I got some bam files generated by using hg19 reference. Then I started to apply GATK pipeline to these files. But when I use the Picard to reorder the file, I got the error as
Exception in thread "main" net.sf.picard.PicardException: Discordant contig lengths: read chrM LN=16569, ref chrM LN=16571
I guess this problem is caused by using a different reference genome. I know hg19 reference has different versions (such as 1000 genome or ucsc), but I googled online and got the information that there is no difference between different versions.
So I am confused. Does anyone know what's the problem?
Thank you
Thank you. Do you know where can I download the reference file based on Cambridge Reference Sequence for GATK? It seems on the GATK ftp, there is only one hg19 reference file.
You can download it from the Ensembl FTP site where the FASTA DNA sequence is available. You will have the sequences unmasked, soft masked (sm) and hard masked (rm). More details can be found in the README file. Good luck with your analyses
Thank you very much. But I notice that these files are GRCh37. So we are talking the difference between GRCh37 and hg19.
Ok, I get it.
I guess it was the analysis software fooled me. The software I used to get the bam file is called ION Torrent. We selected the hg19 as reference and get the bam file. Then , I tried to use GATK pipeline to get the variants from the bam file. This problem came up and I thought it shouldn't be like this because I also used hg19 as reference.
So it turned out to be the ION Torrent was actually using GRCh37 as reference. Am I correct?
Thank you.
In short, yes. The "hg19" on Ion Torrent uses the MT sequence in GRCh37 but it follows naming conventions from UCSC hg19 so that it was named chrM. (Chromosomes in UCSC hg19 and also in Ion Torrent hg19 are named chr1, chr2, ..., chrX, chrY, chrM, whereas in GRCh37 they are named 1, 2, ..., X, Y, MT).

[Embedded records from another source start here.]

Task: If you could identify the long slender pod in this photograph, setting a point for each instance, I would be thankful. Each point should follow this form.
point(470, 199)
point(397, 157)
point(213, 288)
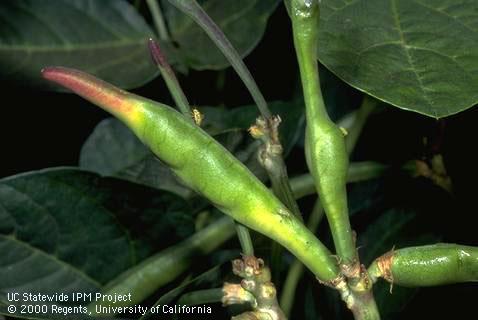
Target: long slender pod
point(424, 266)
point(204, 165)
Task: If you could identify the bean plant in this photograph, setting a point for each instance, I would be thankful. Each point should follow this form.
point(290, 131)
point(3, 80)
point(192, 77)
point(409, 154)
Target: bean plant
point(179, 210)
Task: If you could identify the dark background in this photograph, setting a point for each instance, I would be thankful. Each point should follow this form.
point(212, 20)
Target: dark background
point(45, 129)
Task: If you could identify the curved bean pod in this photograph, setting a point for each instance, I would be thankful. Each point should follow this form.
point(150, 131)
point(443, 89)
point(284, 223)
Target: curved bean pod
point(326, 152)
point(430, 265)
point(204, 165)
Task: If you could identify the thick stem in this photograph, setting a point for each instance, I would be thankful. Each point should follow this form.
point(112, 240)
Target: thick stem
point(170, 78)
point(364, 307)
point(325, 145)
point(361, 117)
point(201, 297)
point(245, 240)
point(297, 268)
point(196, 12)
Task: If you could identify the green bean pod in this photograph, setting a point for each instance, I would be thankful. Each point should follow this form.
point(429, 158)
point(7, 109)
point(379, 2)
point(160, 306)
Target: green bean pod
point(430, 265)
point(204, 165)
point(326, 152)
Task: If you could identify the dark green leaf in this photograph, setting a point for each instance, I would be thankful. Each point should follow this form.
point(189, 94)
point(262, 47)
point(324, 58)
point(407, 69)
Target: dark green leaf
point(104, 37)
point(113, 150)
point(419, 55)
point(67, 230)
point(243, 22)
point(390, 230)
point(208, 279)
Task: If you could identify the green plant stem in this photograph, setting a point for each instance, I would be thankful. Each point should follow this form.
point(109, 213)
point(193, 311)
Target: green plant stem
point(196, 12)
point(245, 240)
point(430, 265)
point(304, 185)
point(160, 269)
point(326, 152)
point(297, 268)
point(356, 172)
point(158, 19)
point(361, 116)
point(183, 104)
point(170, 78)
point(201, 297)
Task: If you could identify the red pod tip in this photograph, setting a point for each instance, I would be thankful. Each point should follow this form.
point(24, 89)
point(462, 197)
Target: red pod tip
point(95, 90)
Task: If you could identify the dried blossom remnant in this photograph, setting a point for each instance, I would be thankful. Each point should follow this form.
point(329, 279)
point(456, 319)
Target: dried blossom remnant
point(256, 281)
point(234, 293)
point(384, 264)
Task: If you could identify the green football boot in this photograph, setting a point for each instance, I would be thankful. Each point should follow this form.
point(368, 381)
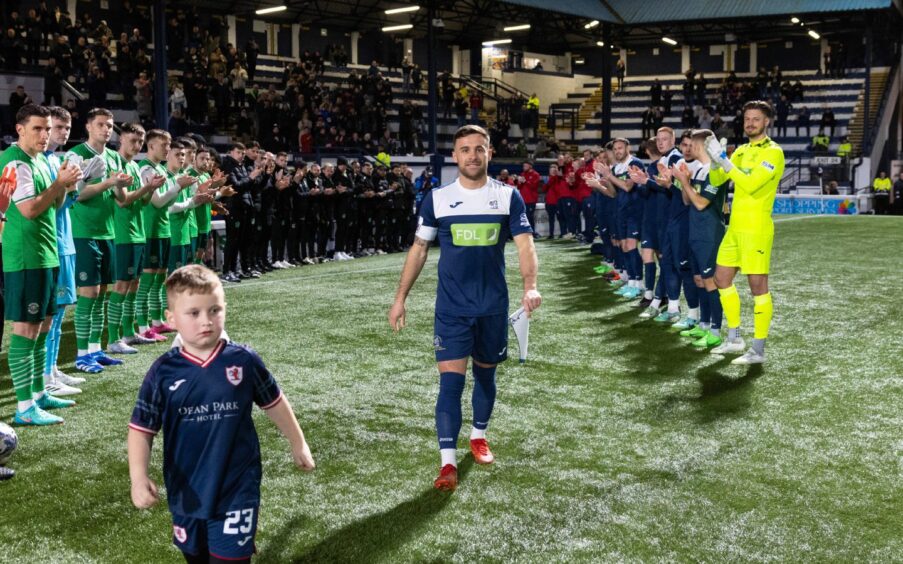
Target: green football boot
point(707, 341)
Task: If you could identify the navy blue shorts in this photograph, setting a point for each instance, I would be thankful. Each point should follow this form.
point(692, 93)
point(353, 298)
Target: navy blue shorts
point(703, 255)
point(676, 248)
point(228, 537)
point(632, 226)
point(484, 338)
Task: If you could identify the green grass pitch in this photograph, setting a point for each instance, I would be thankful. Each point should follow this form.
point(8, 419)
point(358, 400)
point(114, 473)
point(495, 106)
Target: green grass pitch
point(615, 442)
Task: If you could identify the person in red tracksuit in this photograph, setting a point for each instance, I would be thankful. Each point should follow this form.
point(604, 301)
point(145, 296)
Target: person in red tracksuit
point(528, 184)
point(585, 200)
point(555, 187)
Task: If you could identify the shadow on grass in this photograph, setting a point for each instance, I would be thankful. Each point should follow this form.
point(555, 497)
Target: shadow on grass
point(370, 539)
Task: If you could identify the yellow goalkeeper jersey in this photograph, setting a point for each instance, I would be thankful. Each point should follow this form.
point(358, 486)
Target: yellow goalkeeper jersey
point(757, 172)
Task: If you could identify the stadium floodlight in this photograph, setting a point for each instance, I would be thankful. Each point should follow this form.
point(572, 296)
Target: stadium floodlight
point(272, 10)
point(398, 27)
point(391, 11)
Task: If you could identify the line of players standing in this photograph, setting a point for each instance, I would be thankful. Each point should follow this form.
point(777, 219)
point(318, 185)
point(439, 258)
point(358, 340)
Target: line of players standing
point(286, 216)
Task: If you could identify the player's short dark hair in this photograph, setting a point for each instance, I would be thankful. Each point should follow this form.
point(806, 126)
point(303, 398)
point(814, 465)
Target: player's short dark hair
point(469, 130)
point(191, 279)
point(94, 112)
point(157, 133)
point(188, 142)
point(702, 134)
point(131, 127)
point(666, 129)
point(761, 105)
point(62, 114)
point(31, 110)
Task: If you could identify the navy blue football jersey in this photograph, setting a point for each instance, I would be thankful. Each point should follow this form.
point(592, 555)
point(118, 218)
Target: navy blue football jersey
point(211, 454)
point(472, 227)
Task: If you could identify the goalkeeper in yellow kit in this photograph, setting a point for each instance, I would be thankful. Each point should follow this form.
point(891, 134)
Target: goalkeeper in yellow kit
point(756, 169)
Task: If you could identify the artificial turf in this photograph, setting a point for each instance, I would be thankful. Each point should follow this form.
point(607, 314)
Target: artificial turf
point(616, 441)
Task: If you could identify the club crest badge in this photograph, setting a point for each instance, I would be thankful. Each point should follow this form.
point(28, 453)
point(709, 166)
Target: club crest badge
point(234, 375)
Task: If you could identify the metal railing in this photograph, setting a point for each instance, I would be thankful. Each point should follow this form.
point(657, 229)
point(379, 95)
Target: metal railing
point(492, 87)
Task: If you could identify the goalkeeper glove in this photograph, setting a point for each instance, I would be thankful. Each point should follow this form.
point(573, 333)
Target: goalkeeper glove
point(717, 153)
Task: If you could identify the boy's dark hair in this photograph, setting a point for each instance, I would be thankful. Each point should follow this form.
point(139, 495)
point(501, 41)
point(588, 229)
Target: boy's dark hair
point(188, 143)
point(157, 133)
point(94, 112)
point(761, 105)
point(131, 127)
point(31, 110)
point(191, 279)
point(62, 114)
point(702, 134)
point(469, 130)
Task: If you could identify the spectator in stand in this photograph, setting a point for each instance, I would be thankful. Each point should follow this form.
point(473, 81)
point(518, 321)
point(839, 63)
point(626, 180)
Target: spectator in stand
point(17, 99)
point(239, 78)
point(528, 185)
point(882, 189)
point(896, 195)
point(476, 103)
point(460, 109)
point(820, 142)
point(620, 71)
point(827, 119)
point(144, 100)
point(553, 190)
point(688, 118)
point(782, 112)
point(655, 93)
point(13, 50)
point(803, 120)
point(667, 99)
point(845, 148)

Except chrM, the sequences for all other chromosomes are the same. Also the Ion Torrent hg19 removed all the unlocalized/unplaced/alternate sequences ("ChrUn*, etc.) from UCSC hg19.
Thank you so much.
It's not only the MT genome: Chry In 1000G Vs Hg19 http://plindenbaum.blogspot.fr/2013/07/g1kv37-vs-hg19.html
Sorry, I am now confused. I thought we were talking about the difference in different versions of hg19. Your link is talking about the difference between GRCh37 and hg19. So the Ensembl version is GRCh37, not a different version of hg19?
Ah yes, sorry, I thought to wanted to compare different versions of the same build.